Asleep for three centuries, the Arabs awoke from isolation when Napoleon took Egypt in 1798. At first they were fascinated by Western ideas, from mixed bathing to parliamentary democracy. Western imperialism, symbolized by the Suez Canal, changed the fascination to hostility. Britain "temporarily" occupied Egypt in 1882—and stayed 75 years. By 1914, Britain, France, Italy and Spain owned all of North Africa, manipulating puppet princes, exempting themselves from local law and suffocating local initiative. European goods carried little or no duty; native industries were taxed to death. Britain long held spending for Egyptian education to 1% of the budget; France left Algerians 85% illiterate. A few collaborators grew rich: a mere .5% of Egyptians owned 36% of all arable land; 1.5% pocketed 50% of the national income. As one result, there was no development of a middle class, which might have created viable economies and stable governments.
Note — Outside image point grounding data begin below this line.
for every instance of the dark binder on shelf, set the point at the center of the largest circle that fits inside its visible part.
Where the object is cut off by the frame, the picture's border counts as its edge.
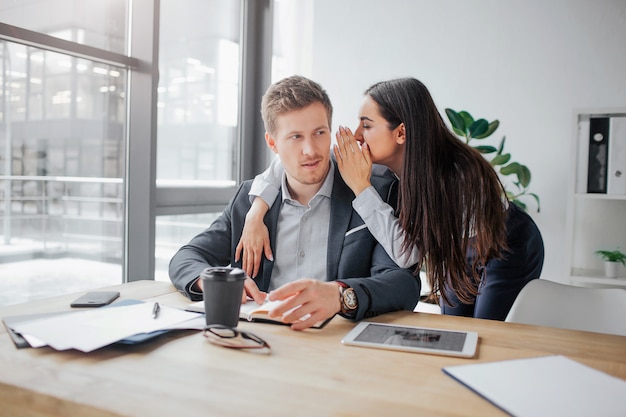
(598, 154)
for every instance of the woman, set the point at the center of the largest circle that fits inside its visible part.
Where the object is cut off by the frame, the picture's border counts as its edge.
(452, 215)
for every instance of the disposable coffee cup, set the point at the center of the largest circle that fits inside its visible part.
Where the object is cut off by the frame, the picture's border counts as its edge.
(222, 290)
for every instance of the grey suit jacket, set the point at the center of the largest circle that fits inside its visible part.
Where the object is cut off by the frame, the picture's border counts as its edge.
(354, 256)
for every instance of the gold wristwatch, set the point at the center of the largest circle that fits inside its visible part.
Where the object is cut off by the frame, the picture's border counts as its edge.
(347, 298)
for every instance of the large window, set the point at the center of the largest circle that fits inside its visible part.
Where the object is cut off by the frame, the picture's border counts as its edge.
(63, 123)
(118, 145)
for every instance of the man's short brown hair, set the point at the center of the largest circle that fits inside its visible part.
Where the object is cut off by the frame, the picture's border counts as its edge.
(292, 93)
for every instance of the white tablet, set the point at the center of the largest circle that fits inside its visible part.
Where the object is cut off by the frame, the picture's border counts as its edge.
(413, 339)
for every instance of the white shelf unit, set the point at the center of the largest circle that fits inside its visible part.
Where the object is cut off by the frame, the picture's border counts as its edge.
(595, 220)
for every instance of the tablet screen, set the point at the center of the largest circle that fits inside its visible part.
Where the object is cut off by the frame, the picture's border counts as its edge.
(409, 338)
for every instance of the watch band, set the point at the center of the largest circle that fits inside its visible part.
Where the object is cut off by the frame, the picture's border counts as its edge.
(347, 298)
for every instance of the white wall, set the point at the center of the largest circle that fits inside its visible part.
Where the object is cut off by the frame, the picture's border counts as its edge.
(528, 63)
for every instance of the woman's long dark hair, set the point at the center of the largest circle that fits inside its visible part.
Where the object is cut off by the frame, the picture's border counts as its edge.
(451, 200)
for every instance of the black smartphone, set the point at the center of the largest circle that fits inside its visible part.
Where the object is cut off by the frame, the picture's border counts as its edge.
(95, 299)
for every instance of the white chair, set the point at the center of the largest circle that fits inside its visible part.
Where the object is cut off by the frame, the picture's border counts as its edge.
(548, 303)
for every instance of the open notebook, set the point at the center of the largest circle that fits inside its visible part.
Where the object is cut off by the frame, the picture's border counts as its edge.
(251, 311)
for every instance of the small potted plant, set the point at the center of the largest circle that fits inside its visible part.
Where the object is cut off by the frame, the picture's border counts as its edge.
(612, 259)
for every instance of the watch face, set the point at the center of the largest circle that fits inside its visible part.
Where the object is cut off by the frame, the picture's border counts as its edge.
(349, 299)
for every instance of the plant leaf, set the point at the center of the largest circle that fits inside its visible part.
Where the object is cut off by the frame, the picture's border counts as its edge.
(501, 159)
(457, 122)
(459, 132)
(492, 128)
(501, 147)
(519, 203)
(512, 168)
(478, 128)
(524, 176)
(485, 149)
(467, 118)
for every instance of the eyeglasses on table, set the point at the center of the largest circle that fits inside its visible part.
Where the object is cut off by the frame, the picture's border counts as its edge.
(233, 338)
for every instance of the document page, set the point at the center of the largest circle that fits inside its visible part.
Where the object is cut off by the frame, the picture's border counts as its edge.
(545, 386)
(93, 329)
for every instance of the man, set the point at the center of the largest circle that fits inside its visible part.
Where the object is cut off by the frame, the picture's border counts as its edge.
(326, 260)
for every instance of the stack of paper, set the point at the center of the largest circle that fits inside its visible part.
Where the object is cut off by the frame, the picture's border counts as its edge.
(92, 329)
(545, 386)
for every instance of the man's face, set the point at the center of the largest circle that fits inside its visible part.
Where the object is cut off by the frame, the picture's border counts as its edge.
(302, 141)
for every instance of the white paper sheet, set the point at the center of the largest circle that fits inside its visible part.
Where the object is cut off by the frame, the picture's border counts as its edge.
(89, 330)
(545, 386)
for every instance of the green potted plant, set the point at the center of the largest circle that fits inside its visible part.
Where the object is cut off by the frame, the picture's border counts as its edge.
(612, 259)
(469, 129)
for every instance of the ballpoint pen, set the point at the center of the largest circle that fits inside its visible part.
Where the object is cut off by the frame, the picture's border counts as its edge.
(156, 310)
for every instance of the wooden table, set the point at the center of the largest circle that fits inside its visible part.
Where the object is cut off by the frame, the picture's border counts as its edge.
(308, 373)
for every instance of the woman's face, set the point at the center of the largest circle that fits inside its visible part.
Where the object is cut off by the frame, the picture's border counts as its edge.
(386, 145)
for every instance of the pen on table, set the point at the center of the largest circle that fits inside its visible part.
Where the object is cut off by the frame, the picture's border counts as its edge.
(156, 310)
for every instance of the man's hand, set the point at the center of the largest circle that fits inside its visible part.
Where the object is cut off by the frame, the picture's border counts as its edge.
(254, 239)
(354, 162)
(314, 299)
(251, 290)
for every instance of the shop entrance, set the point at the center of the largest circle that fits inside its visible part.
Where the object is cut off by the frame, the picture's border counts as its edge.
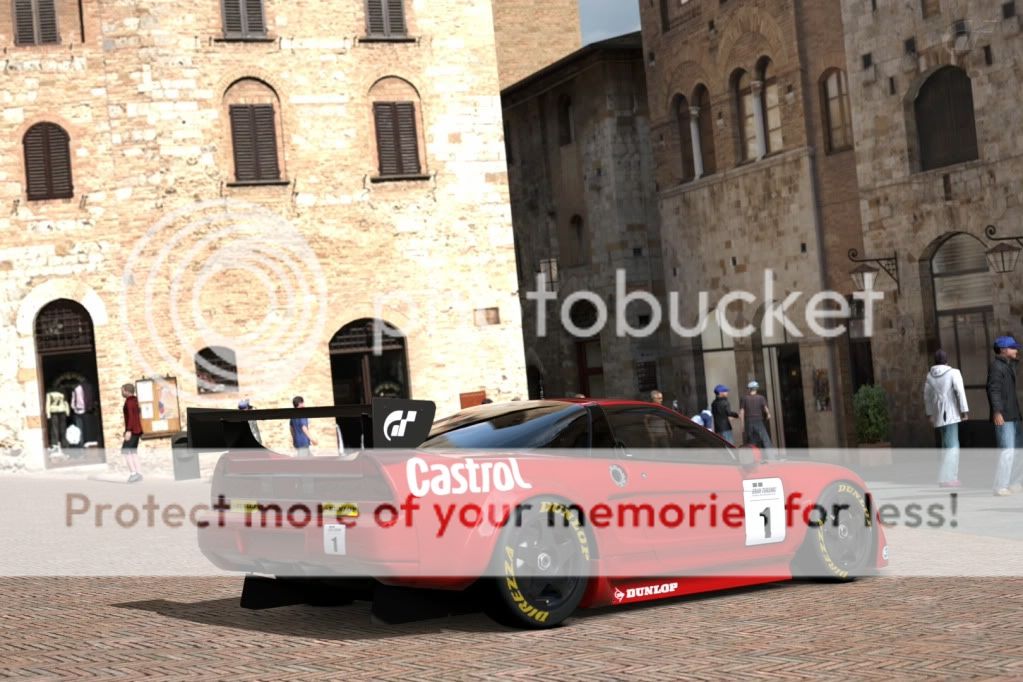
(69, 384)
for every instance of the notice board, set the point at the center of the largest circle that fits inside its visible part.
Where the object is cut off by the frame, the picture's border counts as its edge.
(158, 402)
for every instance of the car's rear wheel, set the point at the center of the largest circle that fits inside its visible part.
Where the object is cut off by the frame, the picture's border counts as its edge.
(540, 565)
(840, 541)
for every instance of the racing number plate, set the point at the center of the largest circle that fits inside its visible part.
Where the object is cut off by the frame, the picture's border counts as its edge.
(334, 539)
(765, 517)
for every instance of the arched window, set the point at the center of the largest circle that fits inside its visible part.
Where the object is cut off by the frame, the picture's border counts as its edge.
(743, 93)
(771, 103)
(254, 112)
(701, 97)
(397, 120)
(216, 370)
(945, 126)
(566, 126)
(368, 360)
(838, 116)
(47, 163)
(682, 119)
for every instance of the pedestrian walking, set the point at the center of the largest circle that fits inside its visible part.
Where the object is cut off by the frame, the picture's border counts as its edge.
(300, 430)
(721, 410)
(245, 405)
(1006, 416)
(755, 415)
(944, 401)
(657, 428)
(133, 430)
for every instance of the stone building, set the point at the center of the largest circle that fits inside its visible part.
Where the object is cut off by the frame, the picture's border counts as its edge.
(935, 90)
(752, 136)
(230, 194)
(583, 207)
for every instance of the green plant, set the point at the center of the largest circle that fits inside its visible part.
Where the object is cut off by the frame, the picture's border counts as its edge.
(870, 408)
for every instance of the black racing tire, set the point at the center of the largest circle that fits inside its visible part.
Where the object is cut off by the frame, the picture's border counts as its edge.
(540, 566)
(840, 543)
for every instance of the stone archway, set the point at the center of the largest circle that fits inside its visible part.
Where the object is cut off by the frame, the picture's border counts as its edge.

By 1920, Europeans controlled virtually the whole Arab world—the largely bitter fruit of Arab cooperation with Britain against the Ottoman Turks in World War I. At the time, the growing Zionist movement argued that Palestine was a "land without people for a people without land." In fact, it contained 640,000 Arabs. Even so, in different circumstances, the Arabs might well have been able to accept a Jewish state in their midst. But against this historical background it was easy for nationalist propaganda to inflame the Arab masses and to make the establishment of Israel seem like the ultimate indignity. In Arab eyes, the West was not only using the Jews as agents to colonize Palestine but to eject its native population. Arabs see Israelis as naked aggressors, the spearhead of a Western attack on their entire culture.